# Reason for high-vel ammo in P22?



## fivehourfrenzy (Aug 12, 2007)

Does anyone else's P22 slide catch a tiny bit on the hammer as it's racked and released? I've noticed if I very gently ease the slide from completely racked to its normal position, I can get it to hang up on the top edge of the hammer. If this is normal, I would bet this is the reason high velocity ammo is a must, as lower velocity and subsonic bullets wouldn't produce enough blowback to fully cycle the action, which would cause FTF/FTE problems.


----------



## rfawcs (Feb 11, 2006)

I just checked mine and the slide DOES catch slightly on the inside top of the hammer when you cycle the slide slowly. Can't notice it normally. But I doubt that has anything to do with FTF/FTE problems if you have them. I shoot Remington subsonic almost exclusively when I shoot with my suppressors, which is a lot of the time; nary a hiccup of any sort. Same results without the cans.

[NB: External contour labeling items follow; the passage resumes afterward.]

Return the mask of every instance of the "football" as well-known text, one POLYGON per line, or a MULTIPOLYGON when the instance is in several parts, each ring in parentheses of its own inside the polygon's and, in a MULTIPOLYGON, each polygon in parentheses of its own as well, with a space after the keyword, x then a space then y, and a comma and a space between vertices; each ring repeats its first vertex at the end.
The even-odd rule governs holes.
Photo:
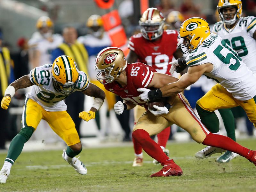
POLYGON ((148 102, 148 108, 152 111, 156 111, 156 109, 153 107, 154 105, 157 105, 159 107, 164 107, 165 104, 166 98, 162 97, 154 101, 149 101, 148 102))

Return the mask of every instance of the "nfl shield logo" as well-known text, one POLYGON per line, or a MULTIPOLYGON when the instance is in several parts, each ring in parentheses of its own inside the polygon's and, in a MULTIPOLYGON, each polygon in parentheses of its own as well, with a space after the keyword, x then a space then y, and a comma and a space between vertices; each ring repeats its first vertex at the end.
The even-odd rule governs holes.
POLYGON ((159 46, 157 46, 157 47, 153 47, 153 49, 154 49, 154 50, 155 51, 157 51, 157 49, 158 49, 158 48, 159 48, 159 46))

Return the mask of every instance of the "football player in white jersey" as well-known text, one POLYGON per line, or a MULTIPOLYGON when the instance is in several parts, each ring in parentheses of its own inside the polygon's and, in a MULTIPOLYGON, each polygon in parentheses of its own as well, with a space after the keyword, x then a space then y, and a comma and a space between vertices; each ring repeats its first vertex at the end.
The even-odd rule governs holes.
POLYGON ((62 157, 77 172, 85 175, 87 170, 75 157, 81 151, 82 145, 75 124, 67 112, 64 100, 73 92, 80 91, 94 97, 94 102, 88 112, 83 111, 79 117, 88 121, 95 118, 105 97, 104 92, 90 83, 84 72, 79 71, 76 64, 65 55, 57 57, 53 64, 36 68, 29 75, 11 83, 7 87, 1 102, 1 107, 7 109, 11 98, 19 89, 32 86, 28 93, 22 114, 22 127, 12 139, 4 163, 0 171, 0 183, 4 183, 12 166, 21 152, 25 143, 36 130, 41 119, 44 119, 54 132, 66 143, 67 150, 62 157))
MULTIPOLYGON (((52 34, 53 23, 48 17, 40 17, 36 24, 37 31, 35 32, 28 41, 29 68, 31 70, 46 63, 52 63, 52 51, 57 48, 63 42, 62 36, 59 34, 52 34)), ((30 91, 29 89, 28 89, 30 91)), ((44 120, 41 121, 38 129, 34 136, 39 140, 47 137, 44 140, 46 143, 53 142, 59 139, 56 137, 51 127, 44 120)))
POLYGON ((37 20, 38 31, 28 41, 31 68, 52 63, 52 50, 63 42, 63 38, 60 35, 52 34, 53 26, 53 23, 48 17, 41 17, 37 20))
MULTIPOLYGON (((183 38, 183 41, 179 47, 183 53, 189 54, 185 59, 180 58, 171 62, 171 71, 187 66, 188 73, 176 82, 159 89, 140 89, 143 92, 140 95, 141 99, 154 100, 176 94, 204 75, 219 83, 196 102, 196 110, 206 127, 210 130, 217 129, 213 133, 218 133, 219 122, 214 111, 239 105, 255 126, 256 76, 220 36, 210 33, 209 24, 204 20, 194 17, 186 20, 180 26, 180 38, 183 38)), ((223 137, 222 142, 226 143, 227 138, 223 137)), ((227 143, 226 144, 229 145, 227 143)), ((231 147, 232 151, 236 153, 235 151, 238 148, 235 146, 231 147)), ((208 155, 206 152, 212 153, 208 150, 209 148, 213 153, 223 151, 207 147, 200 151, 202 156, 208 155)), ((256 165, 256 151, 252 151, 243 155, 256 165)))
MULTIPOLYGON (((220 35, 238 53, 243 61, 254 73, 256 73, 256 18, 242 17, 242 3, 239 0, 220 0, 217 6, 221 21, 216 23, 213 32, 220 35)), ((219 110, 220 113, 221 110, 219 110)), ((228 135, 236 140, 234 117, 231 115, 222 117, 223 121, 229 122, 226 126, 228 135), (228 129, 227 129, 227 128, 228 129)), ((217 159, 219 163, 225 163, 238 155, 227 151, 217 159)))

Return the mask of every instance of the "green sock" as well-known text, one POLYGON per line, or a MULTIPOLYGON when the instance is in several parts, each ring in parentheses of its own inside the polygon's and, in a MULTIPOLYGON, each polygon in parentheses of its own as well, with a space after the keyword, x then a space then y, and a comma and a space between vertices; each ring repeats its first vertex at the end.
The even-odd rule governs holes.
POLYGON ((77 155, 78 154, 81 153, 82 150, 82 148, 81 150, 78 152, 76 152, 72 150, 71 148, 68 146, 67 147, 67 155, 70 157, 73 158, 76 155, 77 155))
POLYGON ((4 160, 12 164, 21 153, 24 144, 31 137, 35 129, 32 127, 22 128, 11 142, 6 158, 4 160))
POLYGON ((235 141, 235 118, 231 109, 220 109, 218 110, 223 120, 228 136, 235 141))
POLYGON ((214 112, 210 112, 205 110, 197 104, 196 105, 196 108, 201 121, 207 129, 213 133, 219 132, 220 131, 220 122, 214 112))
POLYGON ((97 111, 95 114, 95 120, 96 121, 96 124, 97 124, 98 129, 100 130, 100 112, 99 111, 97 111))

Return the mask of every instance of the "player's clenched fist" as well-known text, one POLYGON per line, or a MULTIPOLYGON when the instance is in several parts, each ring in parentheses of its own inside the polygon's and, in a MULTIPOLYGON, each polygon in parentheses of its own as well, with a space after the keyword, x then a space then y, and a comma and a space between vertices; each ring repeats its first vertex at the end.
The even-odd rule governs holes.
POLYGON ((79 113, 79 116, 84 121, 88 121, 89 120, 93 119, 95 118, 95 112, 92 111, 83 111, 79 113))
POLYGON ((123 102, 121 101, 118 101, 114 105, 114 110, 116 113, 117 115, 121 114, 123 113, 124 110, 124 106, 123 104, 123 102))
POLYGON ((7 109, 8 108, 8 106, 11 103, 11 97, 9 96, 6 96, 3 98, 3 99, 1 101, 1 107, 4 109, 7 109))

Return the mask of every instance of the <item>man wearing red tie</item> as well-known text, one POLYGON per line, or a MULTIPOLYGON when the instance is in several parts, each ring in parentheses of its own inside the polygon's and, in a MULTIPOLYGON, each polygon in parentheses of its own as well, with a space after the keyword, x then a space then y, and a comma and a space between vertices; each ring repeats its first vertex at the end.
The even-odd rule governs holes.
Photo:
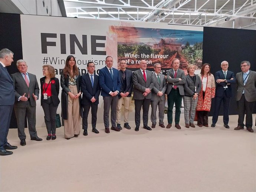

Otherwise, it can be very picky about ammo. I've found Remington to be one of the most reliable brand in my P22. Also, try to use jacketed rounds, that can help decrease the malfunctions also.


----------



## fivehourfrenzy (Aug 12, 2007)

I've never had FTF/FTE problem, but I know some people do. I use CCI mini-mags for the range, and for hunting I'll use CCI velocitors. I also have the CCI ratshot for mouse sniping. Lol.


----------